Many Democrats have long been in favor of bringing our troops home; quickly and in big numbers. They say Obama’s plan is too few and too slow in bringing the troops home. Some of them are also motivated by reducing the spending on the wars; but they also couple that with saying the spending should be done at home. The President said pretty much the same thing in his speech. Others in the Democratic Party are anti-war in any and every form. Most of those are from the boomer generation; whose first experience with war — Vietnam — was traumatic and has cast a long shadow over their thinking about war ever since.

Although some members of both parties saying that the money spent on the wars should be used to address problems here at home; but it doesn’t actually work like that.

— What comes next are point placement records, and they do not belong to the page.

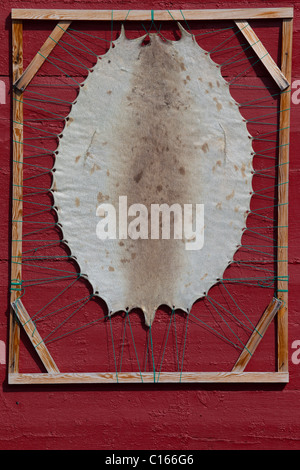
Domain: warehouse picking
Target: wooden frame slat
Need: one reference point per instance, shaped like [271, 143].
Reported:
[147, 377]
[34, 336]
[21, 81]
[41, 55]
[283, 199]
[17, 193]
[257, 335]
[160, 15]
[262, 54]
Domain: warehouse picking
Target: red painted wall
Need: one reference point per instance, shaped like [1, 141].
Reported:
[155, 417]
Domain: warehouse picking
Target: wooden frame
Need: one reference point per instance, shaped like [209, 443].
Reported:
[277, 307]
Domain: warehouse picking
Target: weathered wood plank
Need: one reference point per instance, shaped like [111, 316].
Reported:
[17, 192]
[283, 178]
[147, 377]
[41, 55]
[144, 15]
[257, 335]
[34, 336]
[262, 54]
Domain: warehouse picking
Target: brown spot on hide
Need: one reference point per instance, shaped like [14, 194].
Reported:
[230, 196]
[205, 147]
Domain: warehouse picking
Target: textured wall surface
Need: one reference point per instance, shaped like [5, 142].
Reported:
[149, 416]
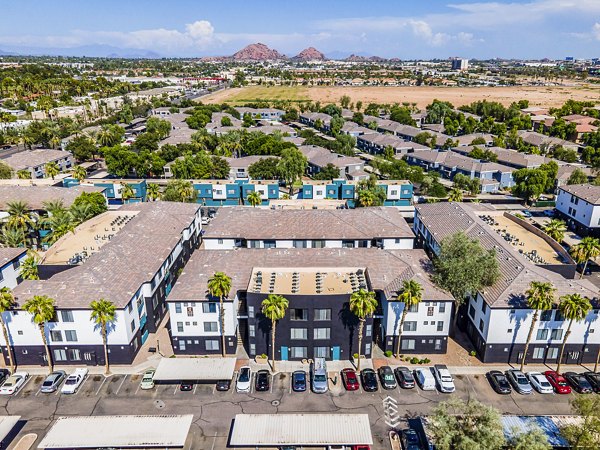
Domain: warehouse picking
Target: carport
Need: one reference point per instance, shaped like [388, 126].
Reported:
[118, 432]
[311, 430]
[194, 369]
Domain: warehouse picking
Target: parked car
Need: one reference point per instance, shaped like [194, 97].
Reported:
[14, 383]
[443, 378]
[386, 377]
[579, 382]
[425, 378]
[243, 381]
[52, 381]
[349, 379]
[299, 381]
[262, 382]
[369, 380]
[74, 381]
[519, 381]
[540, 383]
[147, 379]
[594, 380]
[499, 382]
[558, 382]
[405, 377]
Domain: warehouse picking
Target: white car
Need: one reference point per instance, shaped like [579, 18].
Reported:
[14, 383]
[540, 383]
[443, 378]
[73, 381]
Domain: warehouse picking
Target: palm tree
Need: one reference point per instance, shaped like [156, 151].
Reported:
[411, 294]
[7, 301]
[540, 297]
[254, 199]
[219, 285]
[103, 313]
[273, 307]
[41, 307]
[555, 229]
[573, 307]
[587, 248]
[362, 304]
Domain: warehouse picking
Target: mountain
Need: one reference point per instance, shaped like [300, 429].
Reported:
[257, 52]
[310, 54]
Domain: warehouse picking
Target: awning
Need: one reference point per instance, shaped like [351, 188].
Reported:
[253, 430]
[118, 432]
[195, 369]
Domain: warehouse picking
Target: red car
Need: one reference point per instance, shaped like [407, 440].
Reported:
[558, 382]
[350, 379]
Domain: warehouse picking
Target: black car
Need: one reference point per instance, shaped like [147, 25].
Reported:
[594, 380]
[499, 382]
[405, 377]
[579, 382]
[299, 381]
[262, 381]
[369, 380]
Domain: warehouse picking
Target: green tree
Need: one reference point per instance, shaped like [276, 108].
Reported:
[363, 304]
[540, 297]
[41, 307]
[219, 286]
[274, 307]
[103, 314]
[573, 307]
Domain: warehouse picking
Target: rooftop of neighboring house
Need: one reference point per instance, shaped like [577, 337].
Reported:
[132, 257]
[384, 270]
[257, 223]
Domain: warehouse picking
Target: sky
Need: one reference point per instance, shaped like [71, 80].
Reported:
[406, 29]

That’s because there are many politicians and voters, here at home, which see the military-industrial complex as a jobs program. That’s invariably true if there is a lot of military production in the home state or district. So a drawdown of troops from overseas doesn’t necessarily mean a corresponding reduction in defense spending or a change in the where and how of domestic spending.

Despite all the criticism from the Right and Left; Obama’s plan will be helpful to the President. In getting both extremes displeased with his plan, Obama has achieved the goal of many in-office politicians; achieving a place near the center of the body politic. As the rule states; you run from the Left or the Right — but you govern from the middle. Ultimately there will be more people pleased with the significant but not too drastic numbers or timing of Obama’s plan, than will be displeased long term. Oh some Democrats will nudge him a little and most Republicans will harass him some; but that’s what they would do no matter what plan he rolled out, because it appeals to their particular constituency and thus helps serve their careers. Whether it’s one, two or five years down the road; the U.S. eventually will have most all of our combat troops out of where they are now. Then the real question is what does the U.S. really do after we disengage in large numbers from the area?

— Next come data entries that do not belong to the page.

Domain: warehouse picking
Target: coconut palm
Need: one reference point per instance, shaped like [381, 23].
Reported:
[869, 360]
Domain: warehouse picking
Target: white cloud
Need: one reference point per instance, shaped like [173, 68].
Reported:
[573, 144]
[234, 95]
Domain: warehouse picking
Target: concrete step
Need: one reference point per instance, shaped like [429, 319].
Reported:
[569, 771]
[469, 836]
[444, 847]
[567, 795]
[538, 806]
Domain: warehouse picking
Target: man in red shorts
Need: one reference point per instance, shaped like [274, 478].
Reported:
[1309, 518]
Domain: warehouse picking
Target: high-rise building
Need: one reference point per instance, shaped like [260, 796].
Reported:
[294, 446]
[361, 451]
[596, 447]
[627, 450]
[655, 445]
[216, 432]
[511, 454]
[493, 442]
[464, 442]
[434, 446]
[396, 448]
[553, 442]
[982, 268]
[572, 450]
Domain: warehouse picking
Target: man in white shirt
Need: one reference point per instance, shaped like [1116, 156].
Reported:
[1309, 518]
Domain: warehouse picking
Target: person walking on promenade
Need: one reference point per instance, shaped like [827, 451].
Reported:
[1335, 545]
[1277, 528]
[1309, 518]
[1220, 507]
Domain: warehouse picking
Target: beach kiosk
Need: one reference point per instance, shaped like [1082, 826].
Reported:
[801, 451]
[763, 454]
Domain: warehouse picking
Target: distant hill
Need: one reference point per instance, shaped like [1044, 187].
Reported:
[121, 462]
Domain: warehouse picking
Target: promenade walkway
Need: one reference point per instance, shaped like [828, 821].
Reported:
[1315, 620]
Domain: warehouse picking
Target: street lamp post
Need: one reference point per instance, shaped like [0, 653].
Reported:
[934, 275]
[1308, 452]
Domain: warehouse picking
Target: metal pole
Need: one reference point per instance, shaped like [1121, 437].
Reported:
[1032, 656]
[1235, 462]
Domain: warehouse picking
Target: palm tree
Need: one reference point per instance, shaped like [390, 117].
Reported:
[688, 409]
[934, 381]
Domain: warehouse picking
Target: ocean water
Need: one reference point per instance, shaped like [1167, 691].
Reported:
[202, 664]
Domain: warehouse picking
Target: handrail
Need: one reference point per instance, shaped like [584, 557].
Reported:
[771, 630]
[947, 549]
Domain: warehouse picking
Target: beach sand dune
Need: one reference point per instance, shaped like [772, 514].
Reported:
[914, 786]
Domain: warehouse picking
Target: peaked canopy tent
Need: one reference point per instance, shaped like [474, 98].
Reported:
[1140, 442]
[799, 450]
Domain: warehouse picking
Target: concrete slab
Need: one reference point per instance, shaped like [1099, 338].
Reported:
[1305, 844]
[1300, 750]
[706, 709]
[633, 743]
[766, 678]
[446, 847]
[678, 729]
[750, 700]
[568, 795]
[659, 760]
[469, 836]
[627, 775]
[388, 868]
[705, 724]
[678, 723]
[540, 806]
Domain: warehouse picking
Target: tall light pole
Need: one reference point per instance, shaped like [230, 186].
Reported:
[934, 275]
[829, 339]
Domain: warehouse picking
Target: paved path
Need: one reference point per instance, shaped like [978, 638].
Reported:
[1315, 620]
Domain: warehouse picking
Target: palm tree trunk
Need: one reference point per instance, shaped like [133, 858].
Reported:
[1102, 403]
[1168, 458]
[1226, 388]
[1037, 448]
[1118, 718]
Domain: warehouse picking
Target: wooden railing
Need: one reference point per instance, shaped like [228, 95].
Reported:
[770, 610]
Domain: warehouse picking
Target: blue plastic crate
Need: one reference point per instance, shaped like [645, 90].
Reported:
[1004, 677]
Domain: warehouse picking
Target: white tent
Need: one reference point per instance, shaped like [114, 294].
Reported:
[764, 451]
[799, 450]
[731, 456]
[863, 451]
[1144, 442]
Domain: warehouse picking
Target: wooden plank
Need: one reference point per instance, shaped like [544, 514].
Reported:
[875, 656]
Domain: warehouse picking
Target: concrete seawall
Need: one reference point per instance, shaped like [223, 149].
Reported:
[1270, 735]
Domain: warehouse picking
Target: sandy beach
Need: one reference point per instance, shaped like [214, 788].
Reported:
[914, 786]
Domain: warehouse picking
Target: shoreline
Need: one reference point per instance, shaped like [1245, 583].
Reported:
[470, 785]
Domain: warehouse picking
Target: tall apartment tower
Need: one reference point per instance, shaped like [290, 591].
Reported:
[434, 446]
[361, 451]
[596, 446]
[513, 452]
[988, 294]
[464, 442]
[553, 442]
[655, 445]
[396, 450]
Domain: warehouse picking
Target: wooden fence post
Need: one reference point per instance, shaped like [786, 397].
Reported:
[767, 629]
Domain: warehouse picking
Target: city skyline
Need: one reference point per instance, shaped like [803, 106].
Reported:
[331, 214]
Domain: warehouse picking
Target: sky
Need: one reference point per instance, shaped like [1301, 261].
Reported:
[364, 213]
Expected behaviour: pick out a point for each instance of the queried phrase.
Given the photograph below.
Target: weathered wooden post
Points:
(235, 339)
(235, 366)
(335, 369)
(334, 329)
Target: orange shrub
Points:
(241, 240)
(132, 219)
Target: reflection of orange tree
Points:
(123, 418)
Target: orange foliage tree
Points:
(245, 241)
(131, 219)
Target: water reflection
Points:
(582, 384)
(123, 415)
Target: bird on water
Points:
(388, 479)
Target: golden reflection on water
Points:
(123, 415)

Iraq, for their part, had a strong central civil government when Saddam was the boss man. The issue was who would step in as the strongman or men head of a new government. Seven years of fighting has helped settle that, and a semi-functional government has been cobbled together; which is about the best that could be expected from the chaos of the early years of the war in Iraq. This government will have to fight to control and/or compromise with its opposition, with or without a lot of U.S. troops present.

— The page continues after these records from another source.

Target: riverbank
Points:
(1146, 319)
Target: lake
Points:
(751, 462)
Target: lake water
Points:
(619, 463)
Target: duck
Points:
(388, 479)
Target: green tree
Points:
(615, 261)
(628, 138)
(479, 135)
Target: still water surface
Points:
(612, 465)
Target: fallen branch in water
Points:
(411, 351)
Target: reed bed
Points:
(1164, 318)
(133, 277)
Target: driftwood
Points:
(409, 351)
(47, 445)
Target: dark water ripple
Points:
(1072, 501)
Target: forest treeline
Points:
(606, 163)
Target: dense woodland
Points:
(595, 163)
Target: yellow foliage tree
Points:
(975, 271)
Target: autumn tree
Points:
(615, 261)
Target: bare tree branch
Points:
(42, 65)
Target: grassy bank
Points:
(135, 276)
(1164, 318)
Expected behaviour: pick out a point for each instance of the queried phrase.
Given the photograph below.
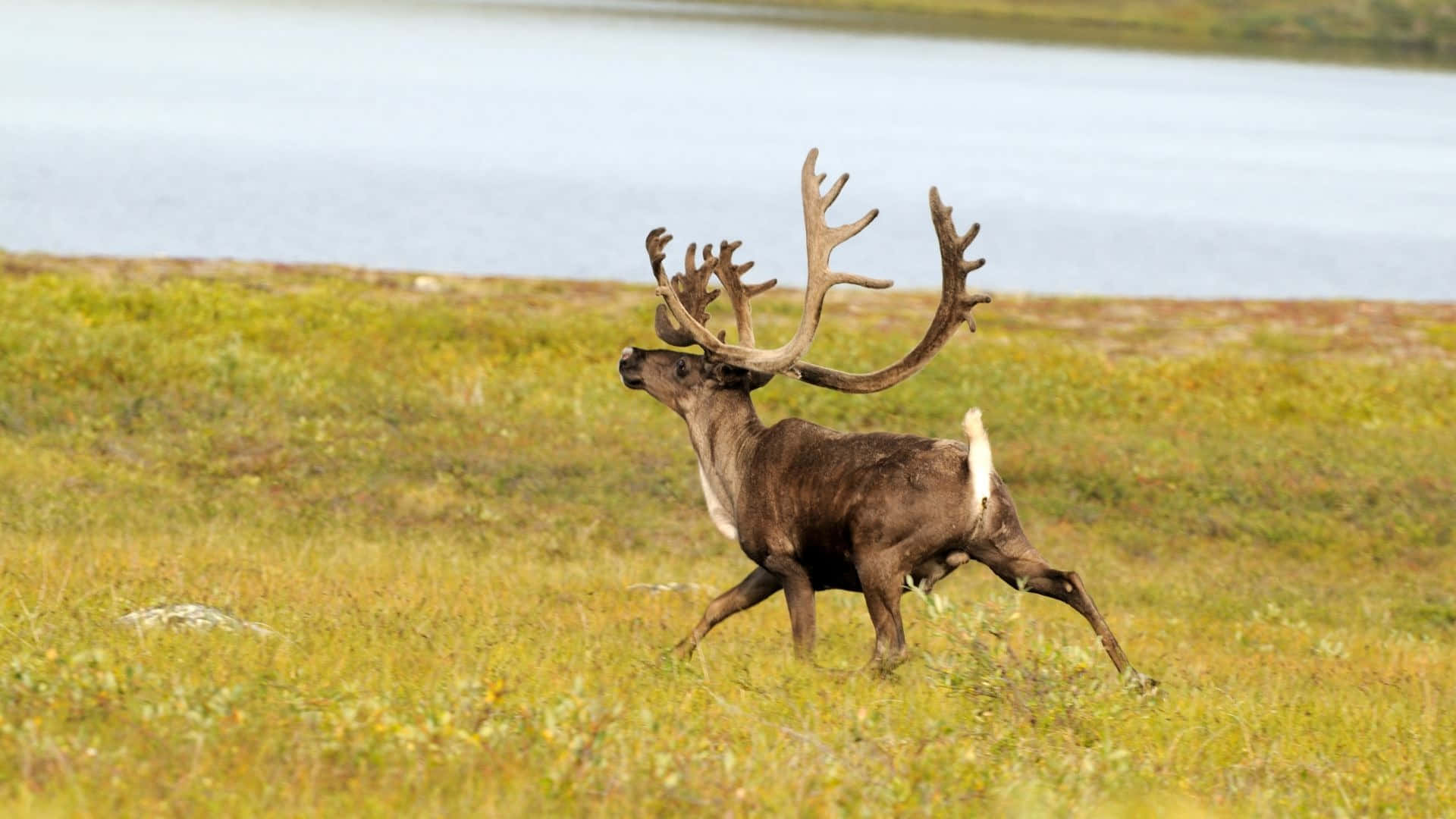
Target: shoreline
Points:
(1270, 31)
(1114, 325)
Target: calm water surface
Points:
(495, 140)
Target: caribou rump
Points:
(820, 509)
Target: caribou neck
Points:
(724, 431)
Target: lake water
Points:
(546, 142)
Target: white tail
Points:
(979, 460)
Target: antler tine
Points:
(956, 306)
(739, 293)
(689, 290)
(820, 242)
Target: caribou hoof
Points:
(1142, 682)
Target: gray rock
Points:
(194, 617)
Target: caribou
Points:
(820, 509)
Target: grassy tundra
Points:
(441, 503)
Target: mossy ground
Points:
(440, 500)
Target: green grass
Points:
(441, 500)
(1395, 31)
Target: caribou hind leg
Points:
(759, 586)
(1034, 575)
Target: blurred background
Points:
(1256, 148)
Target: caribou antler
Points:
(739, 293)
(689, 287)
(820, 240)
(956, 306)
(686, 297)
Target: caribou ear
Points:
(737, 378)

The issue of the area’s future is most pressing when it comes to Afghanistan and neighboring Pakistan. The number of Al Qaida fighters in both countries is very small; but the number of Taliban fighters, who are an indigenous political force, is more significant at about 25,000. When fully trained, if adequately paid, Afghanistan’s 300,000 man combined army and police should be enough to keep the Taliban from achieving a place in their government by force. In Pakistan, the military has the power to control the Taliban, but their commitment and motivation is subject to question.

The most significant aspect of the problems in Afghanistan and Pakistan is the never mentioned elephant in the middle of the room. Afghanistan is the world’s largest producer (by a long shot) of heroin. Afghanistan is landlocked and without much modern infrastructure. Pakistan is the best and easiest route for the worldwide export of heroin. It is the enormous amount of money generated by the international heroin trade that makes for the complex relationship between the Taliban, local tribal leaders in the border areas between the two countries and the Pakistani military and intelligence services. The politics of both countries is heavily influenced by the multi-billion dollar heroin trade. So is the U.S.’s relationship with Afghanistan and Pakistan, now and in the future. But does the U.S. need huge numbers of troops in the area trying (with very limited success) to ride herd on the whole complex economic/political/social situation?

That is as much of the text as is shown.